I've personally encountered multiple cases where I'd like to operate on an arbitrary function or type regardless of its arity (how many arguments it takes), but doing so typically requires writing a family of handlers for various argument lengths. This extension would allow handling all of the cases generically.
 J. B. Wells. "Typability and type checking in the second-order lambda-calculus are equivalent and undecidable." In Proceedings of the 9th Annual IEEE Symposium on Logic in Computer Science (LICS), pages 176–185, 1994. (Shamelessly copied from Wikipedia)
What I'm getting at is that there are plenty of parts of GHC's flavor of Haskell that you can't depend on type inference for. You have to give type signatures for polymorphic recursion, for instance.
EDIT: Turns out "Programming in Omega" is cited by the section on related work. No wonder the mention of proving red-black trees using type-level computation seemed familiar...
Types at the kind level and kind polymorphism is much more close to dependent type system.
Honestly, I cannot wait. ;)
Read about the async keyword in C# if you want to know why monads are useful. I'm not sure why MSFT decided to take a great thing like monads and only allow one type of monad instead of building in support for the general case, it seems so typical in imperative languages that the forest is missed for the trees.
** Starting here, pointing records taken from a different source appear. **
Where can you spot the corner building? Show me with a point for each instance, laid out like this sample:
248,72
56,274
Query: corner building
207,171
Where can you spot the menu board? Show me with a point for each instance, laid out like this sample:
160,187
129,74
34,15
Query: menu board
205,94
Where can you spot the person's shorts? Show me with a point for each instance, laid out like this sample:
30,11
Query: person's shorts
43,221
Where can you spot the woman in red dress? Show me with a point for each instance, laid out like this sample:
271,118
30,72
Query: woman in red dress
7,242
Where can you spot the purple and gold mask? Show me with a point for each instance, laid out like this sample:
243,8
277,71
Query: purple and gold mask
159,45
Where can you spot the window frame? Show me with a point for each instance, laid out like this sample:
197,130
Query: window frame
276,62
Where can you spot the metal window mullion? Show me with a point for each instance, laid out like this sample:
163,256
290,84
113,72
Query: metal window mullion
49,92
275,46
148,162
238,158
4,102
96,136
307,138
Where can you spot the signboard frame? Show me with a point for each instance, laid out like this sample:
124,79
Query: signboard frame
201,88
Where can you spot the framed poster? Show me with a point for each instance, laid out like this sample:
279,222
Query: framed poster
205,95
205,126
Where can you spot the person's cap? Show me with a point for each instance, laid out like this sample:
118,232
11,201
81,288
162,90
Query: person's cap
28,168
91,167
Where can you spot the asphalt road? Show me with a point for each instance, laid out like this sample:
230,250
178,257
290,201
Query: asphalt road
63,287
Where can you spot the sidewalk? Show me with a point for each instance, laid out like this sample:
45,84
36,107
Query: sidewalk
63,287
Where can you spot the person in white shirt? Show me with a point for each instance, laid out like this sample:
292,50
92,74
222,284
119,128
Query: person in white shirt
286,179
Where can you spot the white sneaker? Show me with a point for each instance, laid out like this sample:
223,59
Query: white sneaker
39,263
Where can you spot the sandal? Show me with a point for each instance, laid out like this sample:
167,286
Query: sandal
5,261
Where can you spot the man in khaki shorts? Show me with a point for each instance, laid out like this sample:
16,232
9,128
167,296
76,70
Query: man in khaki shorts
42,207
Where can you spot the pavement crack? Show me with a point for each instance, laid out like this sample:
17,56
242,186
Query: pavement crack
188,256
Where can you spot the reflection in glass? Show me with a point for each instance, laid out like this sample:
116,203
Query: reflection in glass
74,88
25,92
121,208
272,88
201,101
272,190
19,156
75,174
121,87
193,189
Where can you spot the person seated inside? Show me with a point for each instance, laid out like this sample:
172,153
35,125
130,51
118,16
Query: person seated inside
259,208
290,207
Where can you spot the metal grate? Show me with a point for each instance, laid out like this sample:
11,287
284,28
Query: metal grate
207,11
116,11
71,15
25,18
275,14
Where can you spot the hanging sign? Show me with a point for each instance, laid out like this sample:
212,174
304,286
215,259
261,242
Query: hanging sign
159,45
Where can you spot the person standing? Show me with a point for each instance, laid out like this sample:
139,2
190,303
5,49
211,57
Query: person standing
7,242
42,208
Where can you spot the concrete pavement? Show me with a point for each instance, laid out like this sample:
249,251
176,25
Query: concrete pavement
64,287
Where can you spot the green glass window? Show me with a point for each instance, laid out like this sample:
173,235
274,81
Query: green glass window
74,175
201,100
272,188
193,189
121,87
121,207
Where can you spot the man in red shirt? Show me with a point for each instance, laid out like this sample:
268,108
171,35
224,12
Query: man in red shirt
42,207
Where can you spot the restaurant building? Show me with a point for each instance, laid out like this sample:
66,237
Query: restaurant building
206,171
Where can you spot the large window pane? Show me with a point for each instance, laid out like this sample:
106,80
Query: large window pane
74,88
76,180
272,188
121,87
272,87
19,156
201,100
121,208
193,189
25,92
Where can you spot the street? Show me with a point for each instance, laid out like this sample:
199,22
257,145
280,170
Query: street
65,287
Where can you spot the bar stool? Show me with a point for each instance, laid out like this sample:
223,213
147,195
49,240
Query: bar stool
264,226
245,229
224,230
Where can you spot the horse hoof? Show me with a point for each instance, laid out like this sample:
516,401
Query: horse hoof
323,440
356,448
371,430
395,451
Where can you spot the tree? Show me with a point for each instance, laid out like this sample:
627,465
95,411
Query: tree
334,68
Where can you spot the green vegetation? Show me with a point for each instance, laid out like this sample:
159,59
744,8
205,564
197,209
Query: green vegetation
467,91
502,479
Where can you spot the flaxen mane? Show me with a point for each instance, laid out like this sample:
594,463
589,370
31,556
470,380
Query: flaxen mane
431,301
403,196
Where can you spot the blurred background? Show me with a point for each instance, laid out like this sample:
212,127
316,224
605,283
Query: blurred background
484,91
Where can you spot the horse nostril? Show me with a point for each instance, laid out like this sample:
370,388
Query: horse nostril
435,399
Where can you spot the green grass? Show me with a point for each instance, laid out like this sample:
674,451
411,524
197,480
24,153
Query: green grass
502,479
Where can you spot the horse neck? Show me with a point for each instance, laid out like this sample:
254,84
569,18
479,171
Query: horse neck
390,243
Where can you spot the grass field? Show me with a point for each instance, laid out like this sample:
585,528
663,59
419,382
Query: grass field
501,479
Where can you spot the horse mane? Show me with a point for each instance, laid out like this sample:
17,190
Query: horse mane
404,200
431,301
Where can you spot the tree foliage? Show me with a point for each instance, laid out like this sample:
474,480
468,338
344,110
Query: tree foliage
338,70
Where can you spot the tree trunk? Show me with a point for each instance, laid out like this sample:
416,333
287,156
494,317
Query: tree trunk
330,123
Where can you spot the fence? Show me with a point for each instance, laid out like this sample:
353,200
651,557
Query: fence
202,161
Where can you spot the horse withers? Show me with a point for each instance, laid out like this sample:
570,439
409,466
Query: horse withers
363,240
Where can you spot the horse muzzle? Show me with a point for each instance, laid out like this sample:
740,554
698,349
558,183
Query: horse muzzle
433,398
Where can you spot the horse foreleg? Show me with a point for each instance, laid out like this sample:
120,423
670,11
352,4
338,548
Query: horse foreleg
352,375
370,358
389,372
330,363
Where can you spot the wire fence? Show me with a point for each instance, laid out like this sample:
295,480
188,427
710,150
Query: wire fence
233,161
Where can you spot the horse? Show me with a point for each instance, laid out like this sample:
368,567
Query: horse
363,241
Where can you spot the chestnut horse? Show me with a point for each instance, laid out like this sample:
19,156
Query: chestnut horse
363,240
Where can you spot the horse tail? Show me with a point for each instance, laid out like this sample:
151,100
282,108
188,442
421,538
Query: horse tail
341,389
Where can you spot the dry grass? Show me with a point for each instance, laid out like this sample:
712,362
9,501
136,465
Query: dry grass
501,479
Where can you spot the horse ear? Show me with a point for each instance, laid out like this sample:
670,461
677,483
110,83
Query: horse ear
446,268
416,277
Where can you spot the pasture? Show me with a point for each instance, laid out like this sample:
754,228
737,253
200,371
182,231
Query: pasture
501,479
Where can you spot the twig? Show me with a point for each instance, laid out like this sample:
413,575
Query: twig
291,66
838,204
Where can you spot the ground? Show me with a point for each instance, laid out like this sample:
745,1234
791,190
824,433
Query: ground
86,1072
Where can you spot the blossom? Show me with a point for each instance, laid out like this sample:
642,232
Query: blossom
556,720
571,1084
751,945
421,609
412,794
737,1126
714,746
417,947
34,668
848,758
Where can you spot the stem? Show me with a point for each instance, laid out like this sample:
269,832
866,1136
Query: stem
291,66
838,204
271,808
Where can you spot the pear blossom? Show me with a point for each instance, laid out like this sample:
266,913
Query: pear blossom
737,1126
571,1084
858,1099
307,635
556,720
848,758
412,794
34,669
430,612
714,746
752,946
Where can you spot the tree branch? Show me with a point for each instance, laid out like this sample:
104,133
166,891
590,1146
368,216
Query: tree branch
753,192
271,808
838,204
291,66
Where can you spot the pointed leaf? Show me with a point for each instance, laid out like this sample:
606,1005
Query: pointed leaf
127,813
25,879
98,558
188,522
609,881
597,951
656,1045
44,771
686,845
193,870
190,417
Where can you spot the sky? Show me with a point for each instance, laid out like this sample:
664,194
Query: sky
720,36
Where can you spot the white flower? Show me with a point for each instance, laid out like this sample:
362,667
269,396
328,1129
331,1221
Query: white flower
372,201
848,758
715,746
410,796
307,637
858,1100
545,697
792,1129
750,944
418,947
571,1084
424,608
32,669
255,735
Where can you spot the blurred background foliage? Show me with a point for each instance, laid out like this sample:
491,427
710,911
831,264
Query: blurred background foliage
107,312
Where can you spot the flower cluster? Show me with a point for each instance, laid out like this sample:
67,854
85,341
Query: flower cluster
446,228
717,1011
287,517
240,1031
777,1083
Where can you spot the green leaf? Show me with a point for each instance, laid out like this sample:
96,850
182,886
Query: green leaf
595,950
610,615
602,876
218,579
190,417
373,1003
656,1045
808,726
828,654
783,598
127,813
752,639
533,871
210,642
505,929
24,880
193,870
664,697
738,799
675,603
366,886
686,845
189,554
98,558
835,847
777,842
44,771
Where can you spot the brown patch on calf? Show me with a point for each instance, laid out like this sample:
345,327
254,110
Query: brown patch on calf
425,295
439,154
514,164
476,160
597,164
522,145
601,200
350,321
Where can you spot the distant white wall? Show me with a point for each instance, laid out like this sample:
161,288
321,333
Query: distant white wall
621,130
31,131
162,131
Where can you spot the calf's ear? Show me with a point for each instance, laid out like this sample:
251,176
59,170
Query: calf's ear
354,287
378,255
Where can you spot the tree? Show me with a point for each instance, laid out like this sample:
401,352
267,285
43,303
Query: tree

They'll take a great thing like generics and then screw it up by only allowing methods on classes which ruins type inference.
var a = new Array<int>(1,2,3,4);
var a = Array.new(1,2,3,4);
So, my question is how extending the type system might be turned into a concrete feature in a "mainstream" language. It's not too often that we need to prove things about red-black trees.
I'd say it's like only knowing what an array is instead of being able to generalize to an Enumerable/Iterable thing.